I was looking for a quick way to calculate the median of a list of numbers and came across this:
function array_median($array) {
  // perhaps all non numeric values should filtered out of $array here?
  $iCount = count($array);
  if ($iCount == 0) {
    return null;
  }
  // if we're down here it must mean $array
  // has at least 1 item in the array.
  $middle_index = floor($iCount / 2);
  sort($array, SORT_NUMERIC);
  $median = $array[$middle_index]; // assume an odd # of items
  // Handle the even case by averaging the middle 2 items
  if ($iCount % 2 == 0) {
    $median = ($median + $array[$middle_index - 1]) / 2;
  }
  return $median;
}
This approach using sort() makes sense and is certainly the obvious approach. However, I was curious if a median heap would be faster.  What was surprising was that when I implemented a simple median heap it is consistently significantly slower than the above method.

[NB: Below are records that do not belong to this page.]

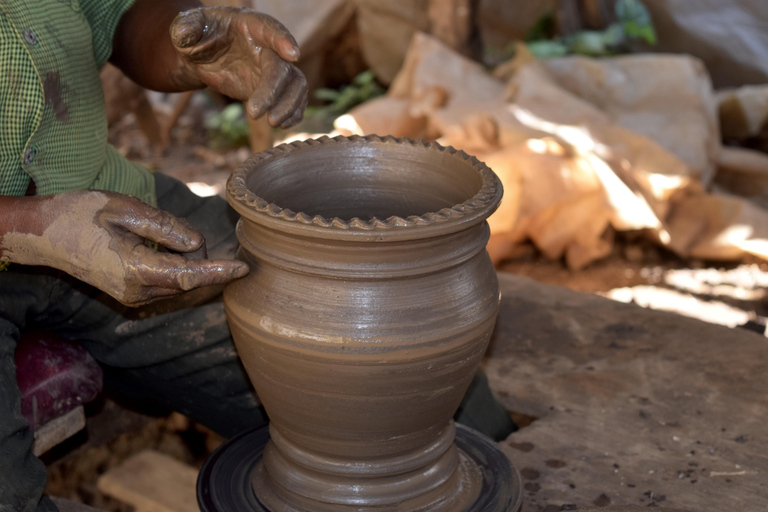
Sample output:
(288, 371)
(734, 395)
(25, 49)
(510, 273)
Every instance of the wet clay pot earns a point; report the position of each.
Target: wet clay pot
(369, 305)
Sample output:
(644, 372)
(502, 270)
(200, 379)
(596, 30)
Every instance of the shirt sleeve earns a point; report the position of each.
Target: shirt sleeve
(103, 16)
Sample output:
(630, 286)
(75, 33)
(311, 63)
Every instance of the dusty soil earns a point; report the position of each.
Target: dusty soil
(115, 433)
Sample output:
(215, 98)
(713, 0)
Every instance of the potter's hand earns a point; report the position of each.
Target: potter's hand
(99, 237)
(246, 56)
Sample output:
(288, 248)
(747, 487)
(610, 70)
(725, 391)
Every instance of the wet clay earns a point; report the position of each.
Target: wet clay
(244, 55)
(99, 237)
(368, 309)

My simple MedianHeap class:
class MedianHeap{
private $lowerHeap;
private $higherHeap;
private $numbers = [];
public function __construct($numbers = null)
{
    $this->lowerHeap = new SplMaxHeap();
    $this->higherHeap = new SplMinHeap();
    if (count($numbers)) {
        $this->insertArray($numbers);   
    }
}
public function insertArray ($numbers) {
    foreach($numbers as $number) {
        $this->insert($number);
    }
}
public function insert($number)
{
    $this->numbers[] = $number;
    if ($this->lowerHeap->count() == 0 || $number < $this->lowerHeap->top()) {
        $this->lowerHeap->insert($number);
    } else {
        $this->higherHeap->insert($number);
    }
    $this->balance();
}
protected function balance()
{
    $biggerHeap = $this->lowerHeap->count() > $this->higherHeap->count() ? $this->lowerHeap : $this->higherHeap;
    $smallerHeap = $this->lowerHeap->count() > $this->higherHeap->count() ? $this->higherHeap : $this->lowerHeap;
    if ($biggerHeap->count() - $smallerHeap->count() >= 2) {
        $smallerHeap->insert($biggerHeap->extract());
    }
}
public function getMedian()
{
    if (!count($this->numbers)) {
        return null;
    }
    $biggerHeap = $this->lowerHeap->count() > $this->higherHeap->count() ? $this->lowerHeap : $this->higherHeap;
    $smallerHeap = $this->lowerHeap->count() > $this->higherHeap->count() ? $this->higherHeap : $this->lowerHeap;
    if ($biggerHeap->count() == $smallerHeap->count()) {
        return ($biggerHeap->top() + $smallerHeap->top())/2;
    } else {
        return $biggerHeap->top();
    }
}
}
And then the code to benchmark:
$array = [];
for($i=0; $i<100000; $i++) {
     $array[] = mt_rand(1,100000) / mt_rand(1,10000);
}
$t = microtime(true);
echo array_median($array);
echo PHP_EOL . 'Sort Median: ' . (microtime(true) - $t) . ' seconds';
echo PHP_EOL;
$t = microtime(true);
$list = new MedianHeap($array);
echo $list->getMedian();
echo PHP_EOL . 'Heap Median: '. (microtime(true) - $t) . ' seconds';
Is there something in PHP that makes using heaps for this inefficient somehow or is there something wrong with my implemenation?